The objective of this study was to determine the effects of mineral content of drinking water on mineral content of cow’s milk, and to evaluate the effect of skimming process on mineral content of milk. The mineral content of milk is particularly important to the infant food formula industry, whilst milk products cover significant proportion of adult requirements in inorganic elements. Presently water is not considered feed and official controls in EU are restricted to complete feed for ruminants (complementary feed and forages), excluding water quality and content. Nevertheless, water is the main constituent (87%) of milk.

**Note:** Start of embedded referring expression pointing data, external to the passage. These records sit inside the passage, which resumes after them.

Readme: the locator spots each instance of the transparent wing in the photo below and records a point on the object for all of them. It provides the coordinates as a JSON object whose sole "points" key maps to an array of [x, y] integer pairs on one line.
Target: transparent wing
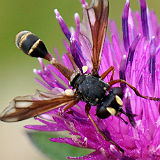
{"points": [[97, 16], [24, 107]]}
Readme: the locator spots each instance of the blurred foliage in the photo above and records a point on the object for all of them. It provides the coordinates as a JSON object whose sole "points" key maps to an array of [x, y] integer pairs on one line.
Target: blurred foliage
{"points": [[16, 77]]}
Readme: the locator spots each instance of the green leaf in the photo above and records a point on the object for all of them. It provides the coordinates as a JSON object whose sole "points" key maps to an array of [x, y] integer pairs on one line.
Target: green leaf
{"points": [[55, 151]]}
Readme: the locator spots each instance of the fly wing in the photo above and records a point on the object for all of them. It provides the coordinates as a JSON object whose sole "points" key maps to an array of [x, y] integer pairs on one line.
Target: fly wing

Thirty Holstein Friesian cows, with the same milk production; parity and stage of lactation where randomly allocated in to two equal groups and fed the same ration but had access to different water supply, in a changeover design. Additionally, milk samples with different fat content 0, 1.5 and 3.5% were taken during the year, from manufacturing milk supplies, representing the 90% of Greek milk pool. The elements determined were Ca, Mg, Zn, Mn, Cu, Fe by the use of atomic absorption spectroscopy, and P was determined through UV-VIS spectrophotometer. Water did not have significant effect on the content of Ca and P but significant effect on Mg, Cu and Mn content of milk. Milk fat removal significantly increased the content of Ca, P, and Mg. Manufacturing process did not affect micro element content. The elements Zn and Fe were not affected by manufacturing process neither by drinking water. Food composition tables should be updated as macro mineral content of milk is reduced gradually corresponding to higher yielding cows; whilst trace element content tend to increase as a result of higher proportion of concentrates fed.